Figure 1. Overview of the UniBioMap workflow and system architecture.
- System Architecture & Data Integration
UniBioMap employs a modular, automated pipeline for data ingestion, identifier normalization, relation unification, and graph assembly. Proteins are normalized to UniProt accessions; compounds are unified by chemical structure identifiers; diseases, pathways, and other entities are mapped through established hubs to ensure cross-database consistency. The result is a clean core graph for modeling, complemented by an auxiliary property layer that preserves rich biological context and provenance.
Figure 2. Landscape of UniBioMap: entity coverage, relation composition, and comparisons with existing biomedical KGs.
- Confident Learning & Knowledge Graph Completion
To prioritize reliability and expand coverage, UniBioMap integrates a confident-learning workflow: out-of-fold predictions from KGC models are calibrated to estimate edge confidence, noisy links are down-weighted, and a refined model proposes additional high-confidence relations. This iterative predict–estimate–refine cycle yields a KG with improved fidelity and extensive, ranked hypotheses around protein- and compound-centered biology.
- Web Server & Usage
The UniBioMap web server provides two primary modules:
- Search system. Retrieve entities by internal IDs or external identifiers (e.g., UniProt, UniChem) or by names. Compound pages support structure-based retrieval (similarity and substructure) via a built-in sketcher and SMILES input. Entity pages aggregate metadata, ontology annotations, and evidence-linked relations, with an instant local subgraph preview.

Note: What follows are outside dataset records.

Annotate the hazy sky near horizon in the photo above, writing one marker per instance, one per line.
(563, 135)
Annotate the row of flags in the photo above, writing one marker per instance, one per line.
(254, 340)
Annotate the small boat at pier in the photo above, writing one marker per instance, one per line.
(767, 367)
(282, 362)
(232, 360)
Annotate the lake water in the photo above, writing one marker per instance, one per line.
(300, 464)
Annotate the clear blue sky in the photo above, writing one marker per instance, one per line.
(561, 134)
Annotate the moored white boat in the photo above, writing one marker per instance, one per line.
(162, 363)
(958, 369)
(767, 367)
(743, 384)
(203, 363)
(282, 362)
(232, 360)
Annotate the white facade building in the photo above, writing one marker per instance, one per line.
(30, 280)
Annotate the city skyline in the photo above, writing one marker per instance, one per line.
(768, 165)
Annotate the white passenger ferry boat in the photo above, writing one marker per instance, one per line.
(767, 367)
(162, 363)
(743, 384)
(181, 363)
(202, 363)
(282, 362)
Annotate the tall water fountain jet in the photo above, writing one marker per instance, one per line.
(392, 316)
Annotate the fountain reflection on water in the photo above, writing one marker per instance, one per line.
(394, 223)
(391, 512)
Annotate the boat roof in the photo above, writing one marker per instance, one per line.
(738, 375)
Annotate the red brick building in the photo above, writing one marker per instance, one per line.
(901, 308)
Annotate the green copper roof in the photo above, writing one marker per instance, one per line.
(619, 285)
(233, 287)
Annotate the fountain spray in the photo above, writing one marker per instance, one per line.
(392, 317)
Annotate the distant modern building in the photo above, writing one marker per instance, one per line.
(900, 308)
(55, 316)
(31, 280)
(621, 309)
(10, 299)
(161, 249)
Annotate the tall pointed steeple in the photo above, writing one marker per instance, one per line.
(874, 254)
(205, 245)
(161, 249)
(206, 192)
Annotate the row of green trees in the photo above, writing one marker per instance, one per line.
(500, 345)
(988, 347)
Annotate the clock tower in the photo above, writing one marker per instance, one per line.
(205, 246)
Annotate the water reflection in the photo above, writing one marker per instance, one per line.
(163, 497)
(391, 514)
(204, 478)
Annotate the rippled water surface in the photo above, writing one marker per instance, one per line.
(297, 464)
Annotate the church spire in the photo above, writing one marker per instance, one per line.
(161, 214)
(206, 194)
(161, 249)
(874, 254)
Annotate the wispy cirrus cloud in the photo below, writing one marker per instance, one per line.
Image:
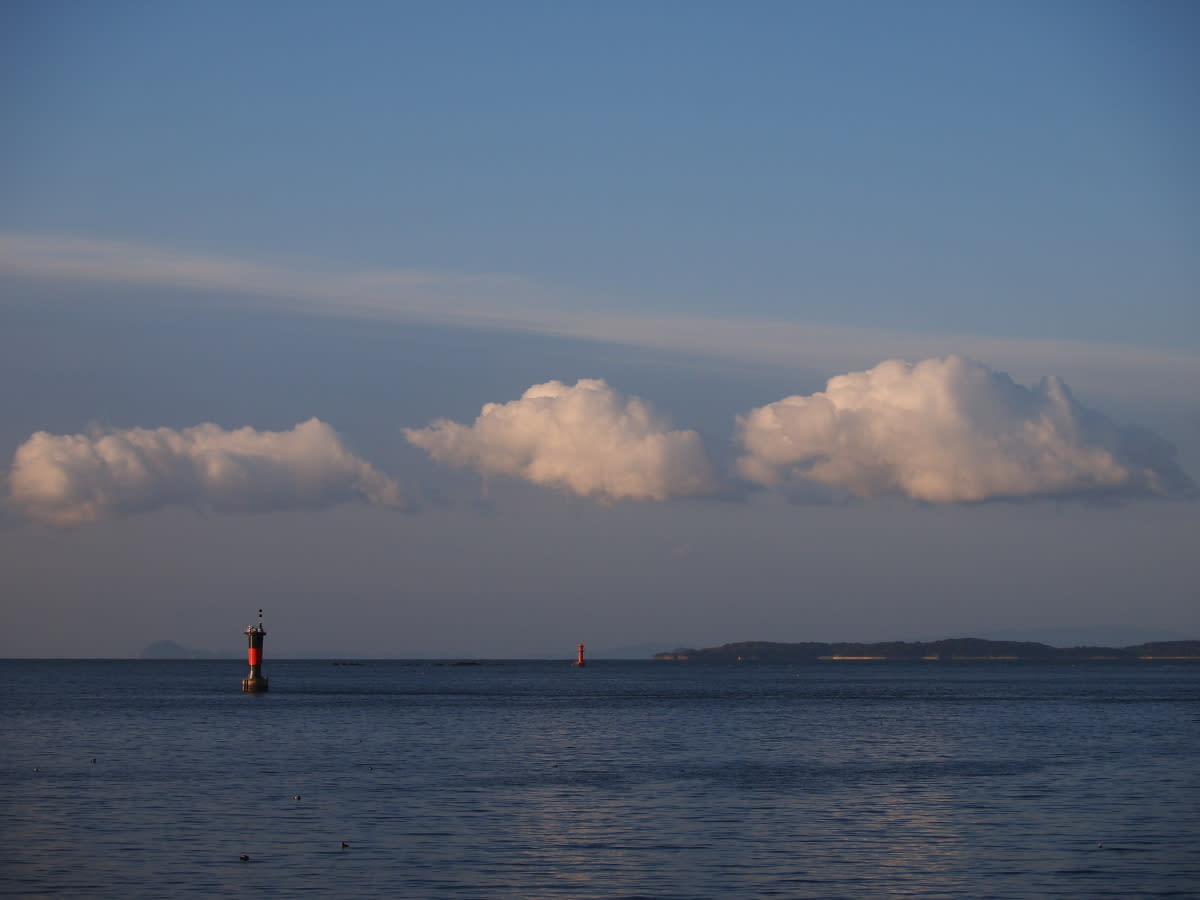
(514, 303)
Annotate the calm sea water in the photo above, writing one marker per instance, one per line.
(145, 779)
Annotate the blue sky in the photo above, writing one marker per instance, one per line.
(382, 215)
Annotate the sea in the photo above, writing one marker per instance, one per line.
(622, 779)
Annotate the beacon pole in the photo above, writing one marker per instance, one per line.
(255, 682)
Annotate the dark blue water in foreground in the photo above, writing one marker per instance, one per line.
(619, 780)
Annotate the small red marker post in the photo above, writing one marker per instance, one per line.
(255, 682)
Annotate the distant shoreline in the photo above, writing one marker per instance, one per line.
(959, 649)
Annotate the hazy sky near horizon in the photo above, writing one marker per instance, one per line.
(468, 329)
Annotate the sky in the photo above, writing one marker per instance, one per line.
(465, 329)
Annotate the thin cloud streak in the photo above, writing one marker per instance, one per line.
(517, 304)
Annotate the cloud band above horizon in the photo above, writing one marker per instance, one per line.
(952, 431)
(585, 438)
(72, 479)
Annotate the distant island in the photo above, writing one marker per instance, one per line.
(169, 649)
(958, 649)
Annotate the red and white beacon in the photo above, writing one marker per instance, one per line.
(255, 682)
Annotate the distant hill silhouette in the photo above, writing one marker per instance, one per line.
(949, 651)
(169, 649)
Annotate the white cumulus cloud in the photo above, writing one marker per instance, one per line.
(70, 479)
(585, 438)
(952, 430)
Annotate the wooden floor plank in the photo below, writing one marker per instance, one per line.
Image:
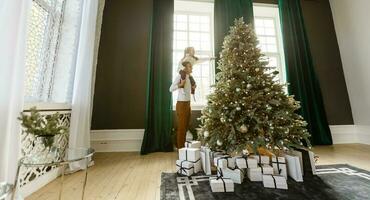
(130, 176)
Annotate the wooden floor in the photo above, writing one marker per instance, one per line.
(134, 177)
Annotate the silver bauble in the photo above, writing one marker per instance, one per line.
(206, 134)
(243, 128)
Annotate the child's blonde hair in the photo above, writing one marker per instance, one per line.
(187, 51)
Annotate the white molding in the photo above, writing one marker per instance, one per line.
(47, 106)
(117, 140)
(344, 134)
(39, 182)
(363, 134)
(129, 140)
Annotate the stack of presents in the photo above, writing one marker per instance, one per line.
(271, 170)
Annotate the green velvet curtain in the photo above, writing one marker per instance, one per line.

- Query system. Select up to five entities across supported types to generate multi-hop subgraphs via sampling. Results are shown in synchronized visualization and table views, with Graph, Sankey, and Statistics modes for interactive analysis and export.
Figure 3A. Search interface and entity retrieval.
Figure 3B. Entity detail page with integrated metadata, structure viewers, and local subgraph.
Figure 3C. Query interface for multi-entity subgraph construction.
Figure 3D. Visualization modes (Graph, Sankey, Statistics) and synchronized tables.